It was noted that smoking habits were more frequent among carriers of normal pregnancies, with 13.9% of them reporting tobacco consumption, as opposed to none of those with EP (P= 0.034). Patients with EP were more likely to have had a cleavagestage rather than a blastocyst transfer (P= 0.001), had double rather than a single ET (P= 0.001), and finally were more likely to have had a difficult transfer (13.8% vs. 0%, P= 0.004), independently of the use of a rigid catheter (6.9% vs. 0%, P= 0.070). 4 out of the 29 ET’s leading to EP were judged difficult by the performing physician, and 50% of them (2 out of 4) required the use of a rigid catheter in order to negotiate the cervical canal.
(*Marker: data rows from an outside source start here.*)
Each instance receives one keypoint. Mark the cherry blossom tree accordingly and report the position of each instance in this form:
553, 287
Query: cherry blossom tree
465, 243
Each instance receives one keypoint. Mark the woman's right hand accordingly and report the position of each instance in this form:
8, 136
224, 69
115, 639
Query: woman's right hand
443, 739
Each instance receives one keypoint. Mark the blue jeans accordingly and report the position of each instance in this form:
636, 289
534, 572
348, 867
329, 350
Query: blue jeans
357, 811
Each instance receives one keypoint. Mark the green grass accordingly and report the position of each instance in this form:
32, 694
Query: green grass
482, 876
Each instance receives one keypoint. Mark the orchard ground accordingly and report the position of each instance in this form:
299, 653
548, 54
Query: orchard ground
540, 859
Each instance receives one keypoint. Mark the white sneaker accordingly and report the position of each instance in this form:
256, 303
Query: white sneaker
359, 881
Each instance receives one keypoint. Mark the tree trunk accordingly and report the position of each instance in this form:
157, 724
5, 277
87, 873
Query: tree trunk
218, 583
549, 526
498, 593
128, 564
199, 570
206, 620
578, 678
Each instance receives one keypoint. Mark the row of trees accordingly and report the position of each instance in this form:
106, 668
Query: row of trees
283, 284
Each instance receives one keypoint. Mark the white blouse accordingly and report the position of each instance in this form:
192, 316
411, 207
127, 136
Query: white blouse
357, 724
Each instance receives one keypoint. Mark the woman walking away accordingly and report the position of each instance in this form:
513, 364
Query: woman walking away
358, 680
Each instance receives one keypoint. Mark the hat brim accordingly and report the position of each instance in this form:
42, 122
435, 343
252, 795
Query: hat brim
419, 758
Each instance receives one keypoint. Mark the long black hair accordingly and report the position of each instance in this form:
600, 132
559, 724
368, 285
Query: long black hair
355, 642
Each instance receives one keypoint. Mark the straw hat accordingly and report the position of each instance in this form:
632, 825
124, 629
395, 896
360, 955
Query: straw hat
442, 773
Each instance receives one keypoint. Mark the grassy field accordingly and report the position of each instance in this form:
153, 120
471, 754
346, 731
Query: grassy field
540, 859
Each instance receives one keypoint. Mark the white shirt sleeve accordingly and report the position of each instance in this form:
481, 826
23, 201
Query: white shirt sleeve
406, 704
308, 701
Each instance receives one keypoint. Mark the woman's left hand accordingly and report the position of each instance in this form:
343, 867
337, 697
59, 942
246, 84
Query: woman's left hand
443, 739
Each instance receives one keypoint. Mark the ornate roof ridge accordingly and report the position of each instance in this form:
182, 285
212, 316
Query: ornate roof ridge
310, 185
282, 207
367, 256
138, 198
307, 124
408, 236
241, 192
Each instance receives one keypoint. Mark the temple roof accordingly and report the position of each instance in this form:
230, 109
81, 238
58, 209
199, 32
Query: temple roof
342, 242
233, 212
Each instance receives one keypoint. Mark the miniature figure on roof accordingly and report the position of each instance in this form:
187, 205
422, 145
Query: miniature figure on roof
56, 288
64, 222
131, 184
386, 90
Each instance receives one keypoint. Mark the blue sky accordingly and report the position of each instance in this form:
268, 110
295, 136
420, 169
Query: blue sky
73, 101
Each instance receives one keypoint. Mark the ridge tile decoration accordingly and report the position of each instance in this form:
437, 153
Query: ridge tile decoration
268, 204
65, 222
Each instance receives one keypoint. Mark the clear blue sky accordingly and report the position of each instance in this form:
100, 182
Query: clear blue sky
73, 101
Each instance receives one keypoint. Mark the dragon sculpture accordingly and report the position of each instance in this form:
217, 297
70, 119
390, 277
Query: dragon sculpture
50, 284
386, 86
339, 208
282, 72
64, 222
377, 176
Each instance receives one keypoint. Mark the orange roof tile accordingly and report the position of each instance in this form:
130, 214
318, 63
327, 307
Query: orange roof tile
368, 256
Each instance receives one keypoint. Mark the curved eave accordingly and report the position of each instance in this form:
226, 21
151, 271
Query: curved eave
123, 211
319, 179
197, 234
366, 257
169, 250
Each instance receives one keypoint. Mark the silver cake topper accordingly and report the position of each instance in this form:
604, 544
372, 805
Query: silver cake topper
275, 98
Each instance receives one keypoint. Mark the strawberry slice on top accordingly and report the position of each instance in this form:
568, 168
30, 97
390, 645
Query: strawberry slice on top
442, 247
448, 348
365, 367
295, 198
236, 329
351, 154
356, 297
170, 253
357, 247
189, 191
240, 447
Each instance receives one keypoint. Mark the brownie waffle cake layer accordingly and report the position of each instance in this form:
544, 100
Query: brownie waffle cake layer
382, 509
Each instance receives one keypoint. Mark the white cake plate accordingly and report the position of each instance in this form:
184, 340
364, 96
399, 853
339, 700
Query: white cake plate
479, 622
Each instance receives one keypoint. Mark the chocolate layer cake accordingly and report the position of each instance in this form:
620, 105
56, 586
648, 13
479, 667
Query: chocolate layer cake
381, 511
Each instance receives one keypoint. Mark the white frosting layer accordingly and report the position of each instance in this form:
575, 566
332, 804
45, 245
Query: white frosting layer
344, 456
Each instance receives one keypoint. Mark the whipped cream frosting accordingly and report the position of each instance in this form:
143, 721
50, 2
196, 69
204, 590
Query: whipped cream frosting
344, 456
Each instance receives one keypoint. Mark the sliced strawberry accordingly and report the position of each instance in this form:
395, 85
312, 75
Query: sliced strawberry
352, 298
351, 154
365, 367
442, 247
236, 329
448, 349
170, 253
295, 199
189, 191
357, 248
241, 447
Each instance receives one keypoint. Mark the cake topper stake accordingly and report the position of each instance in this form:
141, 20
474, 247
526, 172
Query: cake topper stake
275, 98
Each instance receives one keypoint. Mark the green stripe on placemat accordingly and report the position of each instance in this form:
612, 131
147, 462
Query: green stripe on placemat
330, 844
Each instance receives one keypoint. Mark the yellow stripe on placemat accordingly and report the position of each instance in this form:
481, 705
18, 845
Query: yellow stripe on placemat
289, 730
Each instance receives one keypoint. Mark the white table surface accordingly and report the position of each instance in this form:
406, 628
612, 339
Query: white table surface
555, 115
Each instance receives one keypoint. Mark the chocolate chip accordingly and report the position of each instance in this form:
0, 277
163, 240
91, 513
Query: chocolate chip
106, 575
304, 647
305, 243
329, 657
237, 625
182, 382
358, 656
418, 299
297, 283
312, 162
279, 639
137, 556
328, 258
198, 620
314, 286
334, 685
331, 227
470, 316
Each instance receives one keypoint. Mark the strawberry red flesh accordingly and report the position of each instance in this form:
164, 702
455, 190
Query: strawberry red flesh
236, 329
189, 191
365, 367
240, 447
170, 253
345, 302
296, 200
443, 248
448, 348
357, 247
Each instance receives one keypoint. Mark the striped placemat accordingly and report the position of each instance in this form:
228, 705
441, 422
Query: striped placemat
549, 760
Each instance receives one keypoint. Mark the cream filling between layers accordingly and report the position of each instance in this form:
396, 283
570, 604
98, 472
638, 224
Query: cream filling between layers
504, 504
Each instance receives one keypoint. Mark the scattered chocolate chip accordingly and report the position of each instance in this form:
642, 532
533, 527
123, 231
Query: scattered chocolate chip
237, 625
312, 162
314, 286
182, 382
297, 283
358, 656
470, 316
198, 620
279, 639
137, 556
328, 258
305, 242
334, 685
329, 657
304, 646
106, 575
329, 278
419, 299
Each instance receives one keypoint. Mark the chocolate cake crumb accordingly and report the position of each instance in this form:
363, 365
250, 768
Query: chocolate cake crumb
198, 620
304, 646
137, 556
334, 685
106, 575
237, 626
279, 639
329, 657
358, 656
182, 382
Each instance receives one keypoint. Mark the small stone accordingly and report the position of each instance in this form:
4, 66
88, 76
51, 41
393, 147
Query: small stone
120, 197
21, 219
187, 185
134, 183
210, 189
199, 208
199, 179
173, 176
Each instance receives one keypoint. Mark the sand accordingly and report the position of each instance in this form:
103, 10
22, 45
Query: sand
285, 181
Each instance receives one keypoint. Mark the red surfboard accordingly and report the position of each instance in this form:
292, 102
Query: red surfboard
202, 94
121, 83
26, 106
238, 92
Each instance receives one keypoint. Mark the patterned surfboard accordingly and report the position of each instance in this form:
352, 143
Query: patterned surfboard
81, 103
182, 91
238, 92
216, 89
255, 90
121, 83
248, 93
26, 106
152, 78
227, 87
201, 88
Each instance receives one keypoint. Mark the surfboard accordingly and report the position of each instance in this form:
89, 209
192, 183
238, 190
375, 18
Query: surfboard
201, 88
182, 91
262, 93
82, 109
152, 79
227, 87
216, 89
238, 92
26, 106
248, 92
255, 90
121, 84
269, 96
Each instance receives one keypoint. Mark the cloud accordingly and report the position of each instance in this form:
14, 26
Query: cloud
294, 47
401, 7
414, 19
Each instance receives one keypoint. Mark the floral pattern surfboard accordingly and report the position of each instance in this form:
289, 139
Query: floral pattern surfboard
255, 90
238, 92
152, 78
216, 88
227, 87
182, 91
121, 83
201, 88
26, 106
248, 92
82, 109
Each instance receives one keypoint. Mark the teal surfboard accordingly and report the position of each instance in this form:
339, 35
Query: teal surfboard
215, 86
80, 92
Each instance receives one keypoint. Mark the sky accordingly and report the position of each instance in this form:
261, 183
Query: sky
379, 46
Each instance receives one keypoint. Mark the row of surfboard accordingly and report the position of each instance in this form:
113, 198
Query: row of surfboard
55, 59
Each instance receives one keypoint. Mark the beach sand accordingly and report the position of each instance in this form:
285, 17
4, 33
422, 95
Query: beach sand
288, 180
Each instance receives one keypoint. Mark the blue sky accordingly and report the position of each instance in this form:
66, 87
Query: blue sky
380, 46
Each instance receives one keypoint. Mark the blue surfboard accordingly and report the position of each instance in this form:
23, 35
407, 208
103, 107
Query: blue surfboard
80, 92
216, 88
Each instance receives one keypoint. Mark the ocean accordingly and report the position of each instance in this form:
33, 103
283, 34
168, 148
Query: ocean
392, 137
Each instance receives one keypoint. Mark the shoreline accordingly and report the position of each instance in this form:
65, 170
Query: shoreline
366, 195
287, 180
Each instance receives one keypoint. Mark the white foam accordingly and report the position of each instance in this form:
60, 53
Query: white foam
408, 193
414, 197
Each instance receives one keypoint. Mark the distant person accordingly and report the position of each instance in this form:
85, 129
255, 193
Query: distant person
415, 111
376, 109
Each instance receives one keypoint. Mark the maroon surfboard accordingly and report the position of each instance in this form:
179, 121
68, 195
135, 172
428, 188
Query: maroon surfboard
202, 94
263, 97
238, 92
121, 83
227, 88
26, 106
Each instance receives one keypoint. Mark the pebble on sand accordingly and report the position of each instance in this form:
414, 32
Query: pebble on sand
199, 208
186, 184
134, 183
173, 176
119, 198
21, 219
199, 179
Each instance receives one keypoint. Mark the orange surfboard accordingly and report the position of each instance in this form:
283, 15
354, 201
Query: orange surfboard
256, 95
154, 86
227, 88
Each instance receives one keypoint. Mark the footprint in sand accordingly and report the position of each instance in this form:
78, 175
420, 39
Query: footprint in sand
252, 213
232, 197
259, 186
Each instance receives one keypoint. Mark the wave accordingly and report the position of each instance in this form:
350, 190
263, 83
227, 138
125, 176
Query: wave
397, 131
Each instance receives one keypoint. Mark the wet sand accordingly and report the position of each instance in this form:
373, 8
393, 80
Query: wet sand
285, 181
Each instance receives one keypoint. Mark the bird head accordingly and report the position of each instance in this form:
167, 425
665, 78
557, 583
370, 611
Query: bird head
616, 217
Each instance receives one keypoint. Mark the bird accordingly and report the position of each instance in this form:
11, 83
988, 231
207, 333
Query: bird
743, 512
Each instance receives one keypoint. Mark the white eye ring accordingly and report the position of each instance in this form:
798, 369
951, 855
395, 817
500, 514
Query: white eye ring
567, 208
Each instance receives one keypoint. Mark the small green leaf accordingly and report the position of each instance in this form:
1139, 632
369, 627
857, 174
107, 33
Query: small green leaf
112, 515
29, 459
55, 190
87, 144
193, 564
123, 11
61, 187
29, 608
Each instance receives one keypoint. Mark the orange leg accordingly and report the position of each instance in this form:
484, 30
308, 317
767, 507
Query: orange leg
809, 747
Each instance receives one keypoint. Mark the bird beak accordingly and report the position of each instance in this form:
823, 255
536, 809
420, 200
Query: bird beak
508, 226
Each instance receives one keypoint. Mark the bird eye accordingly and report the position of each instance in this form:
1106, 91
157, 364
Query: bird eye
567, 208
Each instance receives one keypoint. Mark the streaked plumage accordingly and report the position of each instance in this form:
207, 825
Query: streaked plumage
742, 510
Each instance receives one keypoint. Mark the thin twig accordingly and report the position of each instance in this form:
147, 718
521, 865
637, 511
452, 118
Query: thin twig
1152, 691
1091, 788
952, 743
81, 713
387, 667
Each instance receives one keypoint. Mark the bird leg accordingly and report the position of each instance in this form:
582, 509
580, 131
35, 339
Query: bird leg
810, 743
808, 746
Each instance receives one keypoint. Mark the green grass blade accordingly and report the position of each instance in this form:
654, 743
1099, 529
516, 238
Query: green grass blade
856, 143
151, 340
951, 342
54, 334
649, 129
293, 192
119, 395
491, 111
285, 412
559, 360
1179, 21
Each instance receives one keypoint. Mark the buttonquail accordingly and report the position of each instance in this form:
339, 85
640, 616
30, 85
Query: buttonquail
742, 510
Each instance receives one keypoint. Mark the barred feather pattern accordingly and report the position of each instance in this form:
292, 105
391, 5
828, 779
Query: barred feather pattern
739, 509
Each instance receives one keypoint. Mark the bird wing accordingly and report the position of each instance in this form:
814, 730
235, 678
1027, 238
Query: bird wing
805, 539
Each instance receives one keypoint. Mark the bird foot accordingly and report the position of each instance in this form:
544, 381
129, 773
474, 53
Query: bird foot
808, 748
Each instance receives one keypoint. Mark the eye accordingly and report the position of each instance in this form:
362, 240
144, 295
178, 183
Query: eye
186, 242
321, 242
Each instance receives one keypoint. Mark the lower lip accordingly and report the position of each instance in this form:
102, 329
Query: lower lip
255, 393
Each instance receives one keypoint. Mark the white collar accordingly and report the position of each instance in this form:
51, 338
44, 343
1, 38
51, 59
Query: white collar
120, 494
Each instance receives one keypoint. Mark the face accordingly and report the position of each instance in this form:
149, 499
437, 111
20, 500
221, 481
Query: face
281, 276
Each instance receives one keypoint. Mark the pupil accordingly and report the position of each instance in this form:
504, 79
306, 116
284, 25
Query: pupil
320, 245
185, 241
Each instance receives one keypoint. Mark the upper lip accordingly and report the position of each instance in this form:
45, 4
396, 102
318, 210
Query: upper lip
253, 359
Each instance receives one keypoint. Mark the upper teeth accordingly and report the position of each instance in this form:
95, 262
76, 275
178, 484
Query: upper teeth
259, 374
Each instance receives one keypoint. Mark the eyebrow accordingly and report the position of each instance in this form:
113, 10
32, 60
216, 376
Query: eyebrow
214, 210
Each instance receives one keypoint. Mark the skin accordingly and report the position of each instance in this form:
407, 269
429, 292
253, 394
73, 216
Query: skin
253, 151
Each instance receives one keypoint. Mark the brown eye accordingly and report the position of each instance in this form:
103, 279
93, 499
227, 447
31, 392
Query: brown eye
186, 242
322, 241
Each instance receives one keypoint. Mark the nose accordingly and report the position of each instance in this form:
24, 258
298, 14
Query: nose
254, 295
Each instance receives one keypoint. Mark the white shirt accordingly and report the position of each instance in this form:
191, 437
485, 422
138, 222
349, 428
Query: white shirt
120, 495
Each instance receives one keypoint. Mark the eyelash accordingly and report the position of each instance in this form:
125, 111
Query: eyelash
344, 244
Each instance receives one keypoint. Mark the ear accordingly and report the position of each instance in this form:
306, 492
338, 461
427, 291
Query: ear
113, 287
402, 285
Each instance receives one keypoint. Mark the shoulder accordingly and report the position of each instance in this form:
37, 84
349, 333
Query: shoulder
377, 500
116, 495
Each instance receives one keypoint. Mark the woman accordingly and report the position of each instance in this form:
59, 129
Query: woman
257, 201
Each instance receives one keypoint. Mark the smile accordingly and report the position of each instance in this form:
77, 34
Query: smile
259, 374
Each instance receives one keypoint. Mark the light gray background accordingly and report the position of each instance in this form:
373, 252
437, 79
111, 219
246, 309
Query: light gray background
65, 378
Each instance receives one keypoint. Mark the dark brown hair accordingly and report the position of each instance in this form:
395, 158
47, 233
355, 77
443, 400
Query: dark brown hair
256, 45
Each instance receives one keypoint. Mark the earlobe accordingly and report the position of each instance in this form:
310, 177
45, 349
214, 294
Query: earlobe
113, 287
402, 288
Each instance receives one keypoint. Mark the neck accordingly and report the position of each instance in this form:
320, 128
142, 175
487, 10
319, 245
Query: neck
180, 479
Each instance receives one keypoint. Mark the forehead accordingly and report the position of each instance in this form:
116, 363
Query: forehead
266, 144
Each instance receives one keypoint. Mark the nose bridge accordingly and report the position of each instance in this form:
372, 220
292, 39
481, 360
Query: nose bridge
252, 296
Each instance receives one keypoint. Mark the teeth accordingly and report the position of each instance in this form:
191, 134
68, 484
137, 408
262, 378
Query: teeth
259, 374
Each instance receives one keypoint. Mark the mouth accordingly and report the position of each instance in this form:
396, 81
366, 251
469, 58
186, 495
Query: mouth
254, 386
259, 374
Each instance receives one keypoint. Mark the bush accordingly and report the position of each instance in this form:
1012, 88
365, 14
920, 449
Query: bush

The fact that P level did not significantly differ between patients with either ectopic or intrauterine pregnancies might be the result of some neutralizing effect between its two opposite hormonal actions: decreasing uterine contractility on the one hand, and altering tubal peristalsis on the other. With estradiol tending to be higher in the ectopic group, we thought that its role in tubal physiology and resultant ectopic implantation outweighs that of Wu Z et al. [13] showed in a large retrospective multicenter study that the risk of EP was higher in women with both elevated P and estradiol on the day of hCG trigger (18.10%), when compared to those with isolated elevated P (9.5%, P< 0.05), but not different from the group with isolated elevated estradiol (11.67%, NS) [13]. This is supported by some existing evidence from bovine models where estradiol was shown to affect oviductal smooth muscle contractility [14]. Human studies failed to completely reproduce this finding, with even some reports showing the complete opposite: treatment with clomiphene citrate- an estrogen receptor antagonist at the level of the fallopian tube- increased the frequency of tubal implantation [15].

Regarding the association between the type of stimulation protocol and the risk of EP, our findings oppose those of Rombauts et al. [16] who found that antagonist cycles were associated with a 2-fold increased risk compared with agonist one [16]. Agonist suppression is associated with an early elevation of serum P compared to suppression with an antagonist, which is commonly referred to as “premature luteinization” in the literature [17,18]. Accordingly, we postulate that it is the cumulative effect of the early rise in P throughout stimulation that could impact tubal physiology, rather than its absolute value just prior to ovulation.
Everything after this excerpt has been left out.